O
TANQUE DE ‘LIMOEIRO’, BOTIJA PRECIOSA
Na cidade de Lagoa d’Anta, 100 km de Natal, área de caatinga, região
agreste potiguar, há um reservatório natural de águas da chuva, chamado pelos
nativos de “tanque”. Fica no povoado de “Limoeiro”, 3 km do centro.
O “tanque” me impressionou. As águas fluviais descansam sobre
um lajeiro da idade do Planeta Terra. Imenso. É uma gigante bacia de pedra
emoldurada por cactos diversificados, como cardeiro (ou mandacaru), xique-xique,
gogóia, umbu, facheiro. Vê-se muita algaroba, algumas quixabeiras, enfim as
espécies típicas dali. A parte seca do lajeiro se espraia entre a mata,
testemunha secular da história daquele município.
No
passado, segundo me contou um casal que mora próximo ao lajeiro, era a única
fonte de água da região, portanto era sagrado. Ninguém se banhava no tanque.
Tudo era cercado por faxina, impedindo o acesso do gado e animais domésticos,
os quais bebiam em local reservado para não sujar a água.
Os
moradores vinham de todas as localidades vizinhas e levavam água no lombo de
jumentos. Assim enchiam as cisternas que tinham em suas casas. O “tanque” era referência
para todos. O fato de as águas estarem sobre uma obra impermeabilizada pela
própria natureza, garantia água por uma longa jornada.
O
lugar é paradisíaco em sua condição semi-árida. Obviamente que o conheci numa
época que choveu, portanto havia água considerável. Mas o contexto era belo. A
mata rasteira, a terra de arisco, os sem-fim de pedras de todos os formatos e
tamanhos – espalhadas pelo mato - davam à paisagem uma visão espetacular. Contam
que no inverno, época de chuvas demoradas, ele transborda.
Olhando
o “tanque”, pensei como deve ter sido difícil a vida dos nativos de antigamente.

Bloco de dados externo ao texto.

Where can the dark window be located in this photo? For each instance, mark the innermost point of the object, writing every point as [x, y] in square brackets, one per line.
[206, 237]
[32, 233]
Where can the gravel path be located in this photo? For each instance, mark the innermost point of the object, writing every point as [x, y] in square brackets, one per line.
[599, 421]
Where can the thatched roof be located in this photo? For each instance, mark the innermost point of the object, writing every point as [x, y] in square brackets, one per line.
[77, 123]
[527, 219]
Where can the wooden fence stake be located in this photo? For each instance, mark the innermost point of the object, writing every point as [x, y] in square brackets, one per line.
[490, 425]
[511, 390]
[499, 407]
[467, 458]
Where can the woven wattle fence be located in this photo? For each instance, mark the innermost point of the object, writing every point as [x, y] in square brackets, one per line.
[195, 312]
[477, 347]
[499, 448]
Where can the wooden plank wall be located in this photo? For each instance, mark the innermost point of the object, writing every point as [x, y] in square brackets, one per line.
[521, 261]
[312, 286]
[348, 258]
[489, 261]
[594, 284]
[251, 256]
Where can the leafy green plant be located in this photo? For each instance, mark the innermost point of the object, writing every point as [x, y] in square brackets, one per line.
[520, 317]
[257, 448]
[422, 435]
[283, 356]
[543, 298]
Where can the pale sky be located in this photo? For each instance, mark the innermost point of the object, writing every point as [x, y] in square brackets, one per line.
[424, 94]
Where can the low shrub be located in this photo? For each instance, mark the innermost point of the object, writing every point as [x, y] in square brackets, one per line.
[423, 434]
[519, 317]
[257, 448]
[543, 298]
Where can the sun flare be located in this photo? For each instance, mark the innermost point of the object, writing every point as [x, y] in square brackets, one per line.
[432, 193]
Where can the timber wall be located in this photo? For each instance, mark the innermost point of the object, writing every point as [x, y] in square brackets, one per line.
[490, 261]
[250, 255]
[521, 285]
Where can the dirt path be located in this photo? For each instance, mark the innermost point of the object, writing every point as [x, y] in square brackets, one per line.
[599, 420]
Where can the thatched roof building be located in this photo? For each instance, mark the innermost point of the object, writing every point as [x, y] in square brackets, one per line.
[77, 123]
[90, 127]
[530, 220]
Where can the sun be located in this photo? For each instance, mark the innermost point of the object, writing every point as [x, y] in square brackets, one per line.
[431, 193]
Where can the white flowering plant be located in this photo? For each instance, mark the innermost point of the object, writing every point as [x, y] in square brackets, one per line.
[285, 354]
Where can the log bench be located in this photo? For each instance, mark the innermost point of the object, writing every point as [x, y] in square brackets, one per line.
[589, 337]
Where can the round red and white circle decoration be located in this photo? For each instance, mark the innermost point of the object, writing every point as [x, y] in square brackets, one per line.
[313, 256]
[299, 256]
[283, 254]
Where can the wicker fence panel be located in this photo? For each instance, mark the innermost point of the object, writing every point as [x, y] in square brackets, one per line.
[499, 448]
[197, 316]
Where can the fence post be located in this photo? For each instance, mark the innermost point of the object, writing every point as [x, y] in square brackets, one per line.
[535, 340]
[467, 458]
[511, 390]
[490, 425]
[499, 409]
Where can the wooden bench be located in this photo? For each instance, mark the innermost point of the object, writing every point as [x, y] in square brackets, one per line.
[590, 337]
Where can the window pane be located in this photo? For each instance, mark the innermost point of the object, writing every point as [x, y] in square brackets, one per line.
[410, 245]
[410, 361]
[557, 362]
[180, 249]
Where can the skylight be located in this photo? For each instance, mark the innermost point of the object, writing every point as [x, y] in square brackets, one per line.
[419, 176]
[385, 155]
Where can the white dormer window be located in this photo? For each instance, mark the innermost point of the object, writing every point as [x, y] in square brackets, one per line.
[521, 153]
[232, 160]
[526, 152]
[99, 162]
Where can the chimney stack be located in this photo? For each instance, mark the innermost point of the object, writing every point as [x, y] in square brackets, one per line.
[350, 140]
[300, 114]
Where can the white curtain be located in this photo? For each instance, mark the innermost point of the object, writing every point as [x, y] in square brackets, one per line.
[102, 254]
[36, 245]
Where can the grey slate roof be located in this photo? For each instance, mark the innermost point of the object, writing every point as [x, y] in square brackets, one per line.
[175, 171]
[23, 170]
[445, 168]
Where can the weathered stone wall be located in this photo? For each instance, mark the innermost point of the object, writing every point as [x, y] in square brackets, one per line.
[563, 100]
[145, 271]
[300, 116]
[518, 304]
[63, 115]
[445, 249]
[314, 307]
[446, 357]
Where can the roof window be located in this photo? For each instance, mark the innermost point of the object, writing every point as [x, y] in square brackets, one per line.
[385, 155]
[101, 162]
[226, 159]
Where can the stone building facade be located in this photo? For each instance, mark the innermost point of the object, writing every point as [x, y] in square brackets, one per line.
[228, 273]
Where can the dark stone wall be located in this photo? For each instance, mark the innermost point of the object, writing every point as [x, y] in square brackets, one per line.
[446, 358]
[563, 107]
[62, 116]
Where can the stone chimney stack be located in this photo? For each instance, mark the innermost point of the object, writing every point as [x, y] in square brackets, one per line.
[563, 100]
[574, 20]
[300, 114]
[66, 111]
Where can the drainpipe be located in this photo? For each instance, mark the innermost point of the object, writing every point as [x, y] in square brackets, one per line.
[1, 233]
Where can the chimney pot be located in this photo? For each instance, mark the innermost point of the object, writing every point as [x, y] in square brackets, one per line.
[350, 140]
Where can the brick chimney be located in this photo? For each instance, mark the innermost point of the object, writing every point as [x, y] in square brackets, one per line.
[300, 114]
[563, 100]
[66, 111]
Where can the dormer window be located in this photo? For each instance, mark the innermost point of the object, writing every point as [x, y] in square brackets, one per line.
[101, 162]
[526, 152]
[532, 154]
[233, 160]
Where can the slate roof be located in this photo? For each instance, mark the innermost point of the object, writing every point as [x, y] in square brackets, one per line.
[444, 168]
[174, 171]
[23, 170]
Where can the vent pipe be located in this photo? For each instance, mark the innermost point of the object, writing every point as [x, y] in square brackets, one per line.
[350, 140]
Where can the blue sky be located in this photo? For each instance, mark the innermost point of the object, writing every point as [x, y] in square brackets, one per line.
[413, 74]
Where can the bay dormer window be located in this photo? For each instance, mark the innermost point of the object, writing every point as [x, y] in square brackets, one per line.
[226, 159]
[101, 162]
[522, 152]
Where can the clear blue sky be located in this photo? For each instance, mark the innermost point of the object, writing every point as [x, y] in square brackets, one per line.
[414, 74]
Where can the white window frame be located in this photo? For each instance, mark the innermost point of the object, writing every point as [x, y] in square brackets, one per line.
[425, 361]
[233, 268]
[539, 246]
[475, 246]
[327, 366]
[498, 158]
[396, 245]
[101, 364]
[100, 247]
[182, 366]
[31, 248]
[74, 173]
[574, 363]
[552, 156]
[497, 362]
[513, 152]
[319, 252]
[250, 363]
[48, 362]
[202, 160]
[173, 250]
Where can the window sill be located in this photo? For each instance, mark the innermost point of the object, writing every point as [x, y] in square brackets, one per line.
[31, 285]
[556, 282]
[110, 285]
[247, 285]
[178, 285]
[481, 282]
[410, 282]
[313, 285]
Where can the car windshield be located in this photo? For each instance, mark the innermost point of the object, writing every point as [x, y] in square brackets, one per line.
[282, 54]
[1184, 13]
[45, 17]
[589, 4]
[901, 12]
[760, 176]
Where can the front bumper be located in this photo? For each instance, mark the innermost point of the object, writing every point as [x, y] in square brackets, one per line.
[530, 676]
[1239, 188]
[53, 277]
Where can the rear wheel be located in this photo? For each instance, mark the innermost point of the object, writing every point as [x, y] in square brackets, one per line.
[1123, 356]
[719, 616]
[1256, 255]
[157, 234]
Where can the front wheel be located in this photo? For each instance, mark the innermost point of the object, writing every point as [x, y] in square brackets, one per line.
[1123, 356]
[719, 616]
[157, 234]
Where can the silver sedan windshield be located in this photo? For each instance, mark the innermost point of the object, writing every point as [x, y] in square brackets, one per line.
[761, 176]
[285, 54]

Naquele tempo não havia a Adutora Monsenhor Expedito, a qual abastece muitas
cidades do agreste ao sertão. Hoje a água sai da lagoa do Bonfim, em Nísia
Floresta, município da região metropolitana de Natal, percorre mais de cem kms e
escorre nas torneiras de Lagoa d’Anta. Fato impensável até o início da década
de 1990, quando os nativos armazenavam águas de chuva em cisternas, latas, baldes,
tanques, enfim, onde podiam.
Água
era coisa escassa e preciosa. Criança crescia aprendendo a economizá-la.
Reservava-se água para animais, para banho, para louça e plantas. As plantas
eram as que mais sofriam, portanto se viam tanta secura a partir dos quintais.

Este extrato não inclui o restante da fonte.